Recommended Product: Bio.Me Essential


Exercise is an effective way to improve your gut microbiome. It has been shown to support a healthy gut microbiome. Exercise not only increases microbiome diversity (thought to be a key marker of gut health) but it also increases the metabolic output of the gut bacteria – meaning they actually produce more metabolites such as butyrate already mentioned. In a systematic review published in 2023 it was concluded:

The findings show that participation in exercise of moderate to high-intensity for 30–90 min ≥3 times per week (or between 150–270 min per week) for ≥8 weeks is likely to produce changes in the gut microbiota. Exercise appears to be effective in modifying the gut microbiota in both clinical and healthy populations.”

Circadian Alignment

A foundation for a healthy gut and gut microbiome is a healthy circadian rhythm. This means having a healthy relationship with light – going to bed at a decent time (around 10:00) and limiting your exposure to artificial light at night. I recommend considering investing in a pair of blue light blocking glasses and some blue light blocking light bulbs for your home.

Stress Management

In one study a mindfulness-based stress reduction training program was associated with robust improvements in gut symptoms and associated problems in participants with IBS. Although significant increases in three of the five measured facets of mindfulness were found, regression analyses suggest that increases in the ability to retain present moment focus and act with awareness may be particularly important for improving outcomes in individuals with IBS. Now this study didn’t specifically look at the microbiome, but we know that there are underlying imbalances in the gut microbiome in those with IBS.

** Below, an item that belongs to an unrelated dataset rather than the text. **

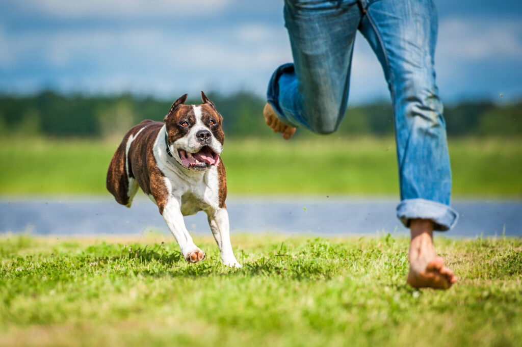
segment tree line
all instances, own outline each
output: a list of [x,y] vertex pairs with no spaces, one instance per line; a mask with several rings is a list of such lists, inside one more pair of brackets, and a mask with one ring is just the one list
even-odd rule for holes
[[[209,93],[223,115],[228,137],[265,137],[271,132],[264,125],[265,100],[247,92],[223,95]],[[145,119],[162,121],[172,100],[131,94],[66,95],[45,91],[33,95],[0,95],[0,134],[42,135],[53,137],[123,136]],[[192,98],[187,103],[199,104]],[[522,101],[496,104],[489,101],[463,101],[445,105],[450,136],[522,136]],[[350,107],[338,135],[393,134],[390,103],[378,101]],[[298,132],[306,136],[307,131]]]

And so it isn’t too much of a stretch to assume here that the particiapants had an improvement in their gut microbiome that contributed to the “robust improvements”.


Photobiomodulation refers to using light to improve health. Research has shown that using near infrared and infrared light can improve your gut microbiome. Red light therapy has been shown to improve gut microbiome diversity – amazing isn’t it?!

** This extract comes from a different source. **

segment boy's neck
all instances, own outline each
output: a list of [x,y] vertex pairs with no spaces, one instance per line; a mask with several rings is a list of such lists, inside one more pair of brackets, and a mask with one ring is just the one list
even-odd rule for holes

Red light therapy for the gut microbiome could remediate mitochondrial dysfunction in gut neurons, reinstating the complex bidirectional communication system between the enteric nervous system and the central nervous system (the gut/brain axis). (source)

This may have particular significance for neurodegenerative conditions, such as Alzheimer’s and Parkinson’s diseases, both of which involve early pathological abnormalities in the gut/brain axis.

You can read more in depth about this connection in my blog Red Light Therapy For The Gut Microbiome.

My Interview With Kiran Krishnan


So you have numerous ways to improve your gut microbiome ranging from diet, to supplements to lifestyle factors such as stress management and red light therapy.